Rabbits in the Field
I’ll chase a rabbit down any trail, and God knows that the Bible gives me plenty of rabbits and plenty of trails. This week was no exception. I discovered that there’s a century-old debate over whether the fields at the time of Jesus were plowed before or after seeds were scattered. Today, most commentators will acknowledge that either method was possible, and many wonder if it even makes a difference in what Jesus sought to communicate in the Parable of the Sower. Frankly, after I finished chasing that rabbit, I wondered as well.
I walked away from that odd fact and picked up an article by Theodore Wardlaw, a pastor and former president of Austin Presbyterian Theological Seminary. He recalls touring the city’s justice system with a group of civic leaders, and their final visit landed at a juvenile detention center. As they passed down a bleak hall lined with steel doors, a pair of young eyes rose up to meet his own. He stopped, leaned close, and whispered, “God loves you.” According to Wardlaw, those eyes did not seem to register anything, and Wardlaw has wondered ever since whether the words fell on soft soil or landed among thorns. “I will never know,” he writes.
And the rabbit suddenly jumped into my lap.

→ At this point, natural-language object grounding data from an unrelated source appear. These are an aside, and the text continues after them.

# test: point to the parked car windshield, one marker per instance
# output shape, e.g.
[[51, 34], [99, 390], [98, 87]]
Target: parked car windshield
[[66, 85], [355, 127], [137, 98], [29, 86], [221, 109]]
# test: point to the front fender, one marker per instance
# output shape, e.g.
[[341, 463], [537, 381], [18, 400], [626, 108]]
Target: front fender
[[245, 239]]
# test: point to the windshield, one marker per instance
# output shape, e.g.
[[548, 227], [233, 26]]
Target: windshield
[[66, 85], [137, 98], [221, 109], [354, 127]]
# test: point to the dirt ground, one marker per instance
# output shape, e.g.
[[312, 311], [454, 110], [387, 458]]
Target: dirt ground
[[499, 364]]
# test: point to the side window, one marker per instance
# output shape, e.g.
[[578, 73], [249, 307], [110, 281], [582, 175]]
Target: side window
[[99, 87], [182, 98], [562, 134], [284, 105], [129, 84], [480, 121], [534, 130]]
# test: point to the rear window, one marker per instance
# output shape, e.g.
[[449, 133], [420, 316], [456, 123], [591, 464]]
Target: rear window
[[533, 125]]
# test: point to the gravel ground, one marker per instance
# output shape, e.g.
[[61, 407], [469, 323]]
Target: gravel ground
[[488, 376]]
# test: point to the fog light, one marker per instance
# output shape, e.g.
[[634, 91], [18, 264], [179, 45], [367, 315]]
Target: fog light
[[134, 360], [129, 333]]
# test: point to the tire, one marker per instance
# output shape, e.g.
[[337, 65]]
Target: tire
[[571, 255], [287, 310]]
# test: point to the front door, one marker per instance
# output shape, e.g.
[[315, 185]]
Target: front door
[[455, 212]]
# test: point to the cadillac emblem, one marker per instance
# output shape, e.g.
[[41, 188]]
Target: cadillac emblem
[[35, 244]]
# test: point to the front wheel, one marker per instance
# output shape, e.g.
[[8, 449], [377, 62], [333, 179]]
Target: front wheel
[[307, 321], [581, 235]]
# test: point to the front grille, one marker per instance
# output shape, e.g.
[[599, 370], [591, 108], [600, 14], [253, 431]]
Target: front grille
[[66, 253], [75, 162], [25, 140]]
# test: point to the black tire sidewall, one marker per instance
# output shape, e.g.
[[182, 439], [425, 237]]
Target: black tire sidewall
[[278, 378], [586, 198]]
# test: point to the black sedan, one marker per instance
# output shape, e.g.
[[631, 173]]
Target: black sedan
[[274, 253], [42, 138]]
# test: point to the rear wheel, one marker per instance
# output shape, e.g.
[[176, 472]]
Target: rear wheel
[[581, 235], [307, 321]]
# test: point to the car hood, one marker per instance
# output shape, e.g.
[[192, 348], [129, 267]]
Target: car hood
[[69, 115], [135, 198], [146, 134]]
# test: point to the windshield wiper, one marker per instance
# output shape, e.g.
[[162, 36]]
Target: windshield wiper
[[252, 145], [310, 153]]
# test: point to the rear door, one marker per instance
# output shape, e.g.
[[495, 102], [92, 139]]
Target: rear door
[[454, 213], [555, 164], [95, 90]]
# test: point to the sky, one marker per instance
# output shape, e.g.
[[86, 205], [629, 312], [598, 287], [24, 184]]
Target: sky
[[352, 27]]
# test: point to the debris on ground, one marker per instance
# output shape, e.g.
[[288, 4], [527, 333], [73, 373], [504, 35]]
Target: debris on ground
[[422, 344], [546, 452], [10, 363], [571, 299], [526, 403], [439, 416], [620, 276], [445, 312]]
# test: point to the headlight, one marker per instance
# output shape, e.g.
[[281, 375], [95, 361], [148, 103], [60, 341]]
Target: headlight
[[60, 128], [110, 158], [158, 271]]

The sower in the parable flings seed everywhere, to the point that it almost looks reckless. The fact is, however, that if plowing occurs after the scattering, then the spot where the seed lands doesn’t necessarily have the last word. The sower can afford to be lavish, to scatter and move on, because the work of the field is ongoing. Wardlaw's words, “God loves you,” may have fallen on hard ground, but hard ground is not the same thing as hopeless ground. Some children grow up surrounded by love, healthy relationships, and people who help them learn to trust. Others inherit lives marked by neglect, violence, instability, or loneliness. They did not choose the care they received, any more than a patch of earth chooses the hands that tend it. If the ground has never been cared for, the seed is not the problem, but perhaps neither is the ground.
I've often heard the Parable of the Sower taught as an invitation to examine the condition of our own hearts. There is wisdom in that, but I wonder if the parable also teaches us to notice the fields around us. God scatters grace with astonishing generosity, and perhaps Jesus would have us pay attention to where that grace lands. Some soil has already been softened by love and encouragement, while other soil has never known those gifts.
As people who have experienced God's abundant grace, we share the good news of God's love as if it were an endless supply of seeds. It is! The remaining work is to notice where those seeds land. My rabbit trail this week reminded me that there may be more than one way to help a seed become a harvest. Sometimes we arrive before the seed, and we can help prepare the ground. Sometimes we arrive after the seed has landed, and we are then invited to tend the field where God has already begun to work. The kingdom grows through the faithfulness of many hands. So, we tend the fields where God places us...no matter how many rabbit trails run through them.